Ceux qui prônent ou gouvernent par la tyrannie, l’injustice, l’oppression et la négation des droits des autres, ne devraient pas bénéficier de notre appel à la paix et à la coexistence. « Le respect de la vie », thème et but de la deuxième partie de notre réunion de ce jour, ne pourra être atteint que si nous réussissons à établir une vraie justice pour les peuples et à respecter leur droit à la dignité et à la souveraineté.
Il y a beaucoup à dire sur la relation entre les medias et la violence et je voudrais en résumer les points suivants:
1. Les medias aujourd’hui constituent l’arme la plus dangereuse, pourtant les medias pourraient être l’école qui apprendrait au public à rejeter l’extrémisme, la violence et le terrorisme. Les medias ont également la possibilité d’atteindre des millions de personnes et de les informer à un niveau qui ne pourra jamais être égalé par des exposés et conférences
2. Sans respect des principes, les medias peuvent exacerber les émotions et tromper les masses, les incitant potentiellement à la violence. Les medias deviennent alors aussi dangereux qu’une arme nucléaire pour tuer les innocents.
3. Au cours des dernières années, nous avons vu comment les sentiments des peuples ont pu été excités de façon négative par un article de presse, des photos ou un film, perçus comme profanant leurs valeurs et symboles religieux. Des personnes sensées doivent avec sérénité trouver un équilibre intelligent et objectif entre, d’un coté, liberté d’opinion, de pensée et d’expression, et de l’autre coté, définir la ligne rouge qu’il convient de ne pas franchir pour respecter et protéger les symboles et valeurs des différents peuples.
Il y a deux ans, ici même, j’ai lancé un appel pour inviter une vingtaine de journalistes internationaux occidentaux et une vingtaine d’experts en matière de religion et de culture à participer à une table ronde pour jeter les bases d’une charte de principes d’une réconciliation potentiellement historique de la liberté d’expression avec le droit des peuples à voir leurs valeurs et symboles respectés.
Avant de conclure, et dans la mesure où nous sommes dans une conférence sur le dialogue interreligieux, je voudrais dire que le dialogue est à la croisée des chemins et requiert un nouveau langage et un nouveau style.
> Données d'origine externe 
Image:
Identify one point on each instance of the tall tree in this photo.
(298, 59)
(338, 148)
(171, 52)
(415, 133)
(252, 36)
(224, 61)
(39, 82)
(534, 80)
Sinon, nous aurons échoué.
Nous devons:
• Reconnaitre que le dialogue, jusqu’a présent, n’a pas réussi à transmettre son message de respect mutuel à un large public.
• Comprendre que le dialogue ne sera effectif que si chacun de nous n’hésite pas à choquer les siens ou les gens en général, et à insister vigoureusement sur le droit à la justice pour tous les peuples, y compris le respect de leurs droits.
• Considérer que le dialogue interreligieux et le dialogue interculturel font partie d’un tout, en particulier au niveau des peuples.
Le manque de compréhension de la culture de l’autre est l’une des sources de conflit et de violence. Il est temps pour les adeptes des trois religions monothéistes de dire «nous savons que nous ne sommes pas les seuls croyants et qu’il existe d’autres religions et spiritualités dignes de ce nom ». Il est temps de tendre la main pour la coopération, la fraternité et la compréhension mutuelle, sachant que la stabilité, la liberté et le bonheur sont les objectifs principaux.